In [7]:
import pandas as pd
import numpy as np
from sklearn.ensemble import RandomForestClassifier
from xgboost import XGBClassifier
from sklearn.ensemble import GradientBoostingClassifier
from sklearn.linear_model import LogisticRegression
from sklearn.neural_network import MLPClassifier
from sklearn.svm import SVC
from sklearn.model_selection import GridSearchCV
from sklearn.model_selection import GridSearchCV
from sklearn.model_selection import StratifiedKFold
from sklearn.metrics import f1_score
from sklearn.metrics import make_scorer
from itertools import product

from sklearn.datasets import make_classification
from sklearn.model_selection import train_test_split
from sklearn.preprocessing import LabelEncoder
from joblib import Parallel, delayed
import joblib


In [8]:
dataset = pd.read_csv('dataset.csv', index_col=False)
not_features = ["Path", "Emotional_intensity", "Statement", "Gender"]
features_data = dataset.drop(columns=not_features)

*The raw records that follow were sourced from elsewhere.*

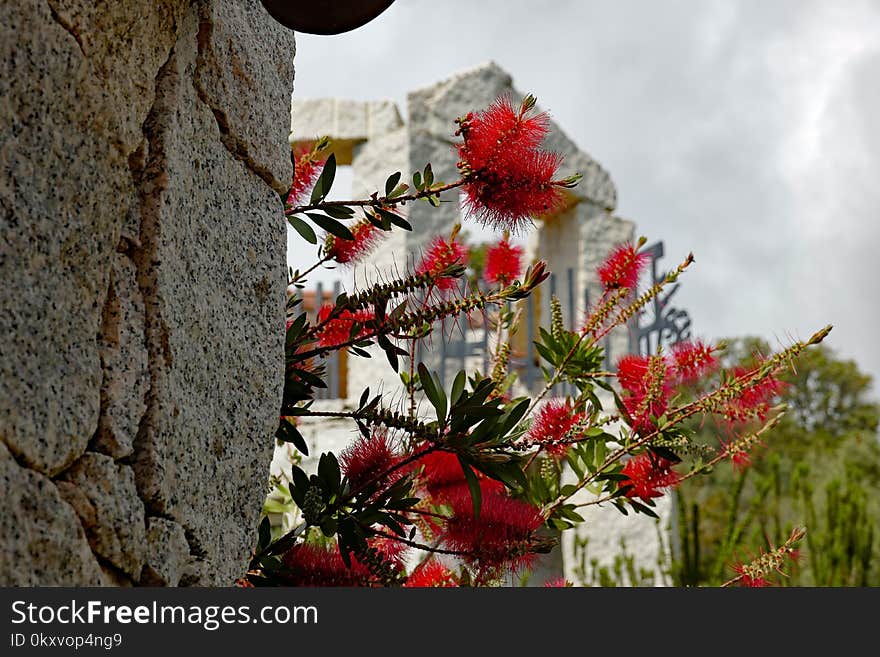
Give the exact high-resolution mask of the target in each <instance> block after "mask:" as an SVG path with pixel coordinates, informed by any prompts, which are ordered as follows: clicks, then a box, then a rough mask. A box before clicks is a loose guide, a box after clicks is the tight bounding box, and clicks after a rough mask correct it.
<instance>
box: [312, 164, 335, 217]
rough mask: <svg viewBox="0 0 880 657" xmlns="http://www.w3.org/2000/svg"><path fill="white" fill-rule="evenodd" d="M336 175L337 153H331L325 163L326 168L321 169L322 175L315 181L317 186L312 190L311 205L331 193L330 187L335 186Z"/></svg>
mask: <svg viewBox="0 0 880 657" xmlns="http://www.w3.org/2000/svg"><path fill="white" fill-rule="evenodd" d="M335 177H336V155H335V154H334V153H330V157H328V158H327V161H326V162H325V163H324V168H323V169H322V170H321V175H320V176H319V177H318V182H316V183H315V188H314V189H313V190H312V198H311V200H310V201H309V204H310V205H314V204H315V203H318V202H319V201H322V200H323V199H324V198H325V197H326V196H327V194H329V193H330V188H331V187H332V186H333V179H334V178H335Z"/></svg>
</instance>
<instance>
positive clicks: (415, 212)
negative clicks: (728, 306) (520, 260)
mask: <svg viewBox="0 0 880 657" xmlns="http://www.w3.org/2000/svg"><path fill="white" fill-rule="evenodd" d="M502 94H509V95H510V96H511V97H512V98H513V99H514V101H516V100H518V99H519V98H522V96H523V94H522V93H520V92H519V91H518V90H517V89H515V88H514V86H513V82H512V79H511V77H510V75H508V74H507V73H506V72H504V71H503V70H502V69H500V68H499V67H498V66H497V65H495V64H494V63H488V64H484V65H482V66H479V67H477V68H474V69H472V70H469V71H465V72H462V73H458V74H456V75H454V76H452V77H450V78H448V79H446V80H443V81H441V82H438V83H436V84H434V85H431V86H429V87H426V88H423V89H417V90H415V91H412V92H410V93H409V95H408V98H407V108H406V112H407V118H406V120H405V121H404V120H403V119H402V118H401V115H400V112H399V109H398V107H397V106H396V105H395V104H394V103H393V102H391V101H387V100H377V101H369V102H360V101H353V100H343V99H330V98H328V99H302V98H295V99H294V101H293V106H292V132H291V136H290V139H291V143H292V144H296V143H300V142H310V141H313V140H314V139H315V138H316V137H317V136H320V135H327V136H329V137H330V138H331V139H332V143H333V147H332V148H333V151H334V152H335V154H336V159H337V163H338V164H340V165H350V166H351V167H352V171H353V185H352V187H353V189H352V190H351V191H352V196H351V197H350V198H365V197H367V196H368V195H369V194H370V193H372V192H373V191H375V190H381V189H383V188H384V184H385V179H386V178H387V177H388V175H389V174H391V173H393V172H395V171H402V172H403V176H404V177H403V179H404V180H406V179H407V176H408V175H409V174H410V173H411V172H413V171H420V170H422V169H423V168H424V166H425V164H426V163H428V162H430V163H431V165H432V168H433V171H434V174H435V179H437V180H446V181H449V180H455V179H456V178H457V177H458V171H457V169H456V162H457V155H456V153H455V150H454V148H453V147H452V145H453V142H454V137H453V134H452V133H453V132H454V129H455V124H454V120H455V119H456V118H457V117H459V116H462V115H464V114H466V113H467V112H468V111H472V110H477V109H480V108H484V107H487V106H488V105H489V104H491V103H492V102H493V101H494V100H495V99H496V98H497V97H498V96H499V95H502ZM545 147H546V148H548V149H549V150H553V151H556V152H559V153H561V154H562V155H563V156H564V158H565V159H564V162H563V165H562V170H561V175H562V176H566V175H569V174H572V173H575V172H579V173H581V174H583V176H584V177H583V180H582V181H581V183H580V184H579V185H578V186H577V187H576V188H574V189H573V190H571V192H572V193H573V199H572V200H573V202H572V203H571V204H570V205H569V206H568V207H567V209H565V210H564V211H562V212H561V213H559V214H558V215H556V216H553V217H551V218H549V219H545V220H544V221H541V222H538V223H537V224H536V227H535V229H534V230H532V231H531V232H530V234H529V235H528V236H527V242H526V257H527V261H528V262H532V261H534V260H537V259H542V260H545V261H546V262H547V263H548V267H549V269H550V270H551V271H554V272H557V274H558V275H559V276H558V278H559V279H560V282H561V283H565V284H566V285H567V288H566V290H565V293H561V294H559V297H560V299H561V301H562V303H563V314H564V319H565V322H566V324H568V323H569V322H572V324H574V323H576V322H577V321H578V318H581V317H583V314H584V311H585V302H586V299H587V298H588V297H589V298H592V299H596V298H598V296H599V295H600V294H601V286H600V285H599V283H598V280H597V277H596V268H597V266H598V265H599V264H600V263H601V261H602V260H603V258H604V257H605V255H606V254H607V253H608V252H609V251H610V250H611V248H612V247H613V246H614V245H616V244H618V243H620V242H623V241H627V240H633V239H634V237H635V234H634V231H635V226H634V224H633V223H632V222H630V221H627V220H625V219H622V218H620V217H617V216H616V215H615V214H614V210H615V206H616V202H617V191H616V189H615V186H614V183H613V182H612V180H611V177H610V175H609V174H608V172H607V171H605V169H603V168H602V166H601V165H600V164H599V163H598V162H597V161H596V160H594V159H593V158H592V157H591V156H590V155H589V154H587V153H586V152H585V151H584V150H582V149H581V148H580V147H579V146H578V145H577V144H575V143H574V142H573V141H572V140H571V139H570V138H569V137H567V136H566V134H565V132H564V130H563V129H562V128H561V127H560V126H558V125H556V124H555V123H552V122H551V127H550V133H549V135H548V137H547V140H546V143H545ZM405 211H406V216H407V220H408V221H409V222H410V223H411V224H412V226H413V230H412V232H406V231H402V230H395V231H393V232H391V233H390V235H389V236H387V237H386V238H385V241H384V242H383V244H382V246H381V247H380V248H379V249H378V250H377V251H376V252H375V253H374V254H373V255H371V257H370V259H369V263H368V264H366V265H360V266H358V267H357V268H356V270H355V271H354V284H355V285H356V286H364V285H366V284H367V283H369V282H371V281H373V280H375V279H376V278H377V277H380V276H389V275H393V273H394V272H395V271H400V270H401V269H403V268H405V266H406V264H407V263H408V262H411V261H412V259H413V258H414V257H417V254H418V253H419V251H420V249H422V248H424V246H425V245H426V244H427V243H428V241H429V240H430V239H431V238H432V237H433V236H434V235H448V234H449V233H450V231H451V230H452V227H453V226H454V225H455V224H456V223H459V222H461V221H462V216H461V208H460V205H459V204H457V203H444V204H441V206H440V207H439V208H434V207H430V206H428V205H427V204H422V203H415V204H407V205H406V207H405ZM465 227H467V223H466V222H465ZM545 285H546V284H545ZM542 287H543V286H542ZM543 294H544V295H545V296H544V299H543V303H542V304H540V305H539V308H541V310H540V316H539V317H538V323H539V324H541V325H547V324H548V323H549V314H548V312H549V311H548V307H549V304H548V303H547V301H548V299H549V293H547V292H543ZM607 346H608V347H609V348H610V352H611V353H612V354H615V356H614V357H615V358H616V357H619V356H620V355H622V354H623V353H626V351H627V350H628V348H629V344H628V339H627V335H626V332H625V331H621V330H619V331H617V332H615V333H613V334H612V335H611V336H610V340H609V344H608V345H607ZM426 357H430V355H426ZM356 361H357V362H356V363H353V362H351V361H349V363H350V364H349V367H348V369H347V385H346V386H344V388H345V390H346V391H347V398H340V399H329V400H322V401H319V402H317V403H316V406H315V408H319V407H325V408H332V409H339V408H345V407H352V406H354V405H355V404H356V403H357V399H358V397H359V396H360V393H361V391H362V390H363V389H364V388H365V387H367V386H369V387H370V388H371V390H373V391H376V390H378V389H382V390H385V391H396V390H399V389H400V382H399V379H398V377H397V375H396V374H395V373H394V372H393V371H392V370H391V369H390V368H389V367H388V365H387V361H386V359H385V358H384V355H383V354H382V353H381V352H378V353H377V354H376V356H375V357H374V358H371V359H356ZM435 367H436V365H435ZM536 383H540V382H536ZM523 392H527V391H526V390H523ZM301 429H302V433H303V435H304V436H305V438H306V440H307V441H308V443H309V448H310V454H311V456H310V457H309V458H308V459H306V466H305V467H306V468H308V466H309V465H312V464H311V461H313V460H315V459H316V458H317V456H318V455H320V453H321V452H325V451H334V452H335V453H337V454H338V453H339V452H340V451H341V450H342V449H343V448H344V447H345V446H346V445H347V444H348V443H349V441H350V440H351V439H352V438H353V437H354V434H353V432H352V429H353V427H352V425H351V423H350V422H347V421H341V420H333V419H322V420H320V421H316V420H314V419H312V420H311V421H306V422H304V423H303V424H302V426H301ZM287 464H288V456H287V449H286V448H279V449H278V450H276V455H275V459H274V461H273V466H272V467H273V472H274V473H276V474H280V473H282V472H284V471H285V470H287V469H288V467H289V466H288V465H287ZM667 508H668V500H661V501H660V503H659V504H658V511H659V512H660V514H661V517H664V518H665V517H666V516H667V515H668V513H666V511H667ZM586 518H587V522H586V523H584V525H582V526H581V529H579V530H578V531H579V533H578V534H575V532H566V536H564V537H563V541H562V546H561V558H560V554H558V553H557V554H551V555H550V556H549V558H547V559H545V562H544V564H543V568H542V571H543V573H542V574H541V575H538V574H536V575H535V576H534V577H533V578H532V581H531V583H532V584H538V585H540V584H541V583H542V582H543V581H544V579H546V578H549V577H551V576H554V575H555V576H558V575H561V574H563V573H564V574H565V576H566V577H567V578H568V579H569V580H571V581H575V582H577V581H578V580H580V579H581V577H579V574H578V573H577V572H576V571H577V570H578V567H579V561H581V559H580V557H582V554H581V553H579V552H578V549H577V545H578V544H582V543H583V541H584V540H587V541H588V547H587V553H586V560H587V562H589V561H590V560H592V559H597V560H598V562H599V563H600V564H604V565H610V564H611V562H613V560H614V557H615V555H617V554H619V552H620V542H621V539H623V540H624V541H625V542H626V545H627V551H628V553H629V554H630V555H632V556H633V557H634V560H635V563H636V565H637V567H642V568H648V569H654V568H655V566H656V564H657V562H658V552H659V550H660V549H661V546H660V541H659V539H658V537H659V536H661V535H664V534H665V529H663V531H658V529H660V526H659V525H658V523H657V522H656V521H654V520H652V519H650V518H647V517H645V516H633V515H630V516H628V517H623V516H621V515H620V513H619V512H618V511H617V510H616V509H614V508H613V507H610V506H609V507H601V508H599V507H595V506H593V507H587V515H586ZM658 583H659V582H658Z"/></svg>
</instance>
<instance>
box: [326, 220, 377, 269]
mask: <svg viewBox="0 0 880 657" xmlns="http://www.w3.org/2000/svg"><path fill="white" fill-rule="evenodd" d="M350 230H351V234H352V235H353V236H354V240H346V239H342V238H341V237H336V236H335V235H329V234H328V235H327V239H326V241H325V243H324V251H325V253H326V254H327V256H328V257H329V258H330V259H331V260H335V261H336V262H338V263H340V264H343V265H346V264H354V263H356V262H358V261H360V260H361V259H362V258H364V257H365V256H366V255H368V254H369V253H371V252H372V251H373V249H374V248H376V245H377V244H378V243H379V241H380V240H381V239H382V231H380V230H379V229H378V228H376V227H375V226H374V225H373V224H372V223H370V222H369V221H368V220H367V219H362V220H361V221H359V222H357V223H356V224H354V225H353V226H350Z"/></svg>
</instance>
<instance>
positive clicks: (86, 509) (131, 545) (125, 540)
mask: <svg viewBox="0 0 880 657" xmlns="http://www.w3.org/2000/svg"><path fill="white" fill-rule="evenodd" d="M65 484H66V485H65ZM58 485H59V489H60V491H61V496H62V497H63V498H64V499H65V501H67V503H68V504H70V506H72V507H73V508H74V510H75V511H76V512H77V515H79V518H80V521H81V522H82V525H83V528H84V529H85V530H86V537H87V538H88V540H89V545H91V547H92V551H93V552H94V553H95V554H96V555H97V556H99V557H101V558H102V559H104V560H105V561H107V562H108V563H109V564H110V565H112V566H113V567H115V568H118V569H119V570H121V571H123V572H124V573H127V574H128V575H130V576H131V577H132V578H133V579H137V578H139V577H140V574H141V567H142V566H143V565H144V558H145V556H146V517H145V515H144V504H143V502H141V500H140V498H139V497H138V495H137V488H136V487H135V485H134V473H133V472H132V470H131V468H130V467H128V466H127V465H121V464H118V463H116V462H115V461H114V460H113V459H112V458H110V457H109V456H105V455H103V454H94V453H87V454H84V455H83V456H82V458H80V459H79V460H78V461H77V462H76V463H74V464H73V465H72V466H71V467H70V468H68V469H67V470H66V471H65V472H64V475H63V479H61V480H60V481H59V483H58Z"/></svg>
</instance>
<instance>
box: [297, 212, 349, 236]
mask: <svg viewBox="0 0 880 657" xmlns="http://www.w3.org/2000/svg"><path fill="white" fill-rule="evenodd" d="M306 216H307V217H308V218H309V219H311V220H312V221H314V222H315V223H316V224H318V225H319V226H320V227H321V228H323V229H324V230H326V231H327V232H328V233H330V234H331V235H335V236H336V237H339V238H340V239H344V240H348V241H349V242H353V241H354V235H352V234H351V231H350V230H349V229H348V228H347V227H346V226H345V225H344V224H341V223H339V222H338V221H336V219H333V218H331V217H328V216H327V215H325V214H318V213H317V212H306Z"/></svg>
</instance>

features_data.dropna(inplace=True)
actor_list = [1, 12, 7, 24]
test_set = features_data.loc[features_data['Actor'].isin(actor_list)]
training_set = features_data.drop(test_set.index)

In [9]:
training_actors = training_set['Actor']
training_actors = training_actors.unique()

print(training_actors)

training_actors_m = []
training_actors_f = []
for actor in training_actors:
    if (actor%2 == 0):
        training_actors_f.append(actor)
    else:
        training_actors_m.append(actor)

[ 2  3  4  5  6  8  9 10 11 13 14 15 16 17 18 19 20 21 22 23]


In [10]:
# Define the model
model1 = RandomForestClassifier(max_samples=0.9, n_estimators=200, max_depth=None, n_jobs=-1, random_state=42)
model2 = XGBClassifier(objective='binary:logistic', reg_alpha=0.5, reg_lambda=1.0, n_estimators=200, random_state=42)
model3 = GradientBoostingClassifier(n_estimators=200, max_features=2, max_depth=None, random_state=42, subsample=0.9)
model4 = LogisticRegression(random_state=42, max_iter=300)
model5 = MLPClassifier(random_state=42, max_iter=300)
model6 = SVC(random_state=42)

 # Define the grid
param_grid = {
    "max_samples": [0.3, 0.6, 0.7, 0.9, 0.11],
    "n_estimators": [200, 400, 600, 700, 800]
}

param_grid2 = {
    "n_estimators": [200, 400, 600],
    "reg_alpha": [0.5, 1, 1.5],
    "reg_lambda": [0.5, 1, 1.5]
}

param_grid_gb = {
    "n_estimators": [200, 400, 600],
    "max_features": [2, 3, 4],
    "subsample": [0.6, 0.8, 0.9],
    "learning_rate": [0.01, 0.1, 0.2]
}

param_grid_logreg = {
    "C": [0.1, 1, 10],
    "penalty": ["l2"],
    "solver": ["lbfgs", "liblinear"]
}

param_grid_svc = {
    "C": [0.1, 1, 10],
    "kernel": ["linear", "rbf"],
    "gamma": ["scale", "auto"]
}
skf = StratifiedKFold(n_splits=5, shuffle=True, random_state=42)

In [11]:
def GridSearch(model, param_grid):
    best_score = 0.0
    best_params = {}

    param_names = param_grid.keys()
    param_values = param_grid.values()
    param_combinations = list(product(*param_values))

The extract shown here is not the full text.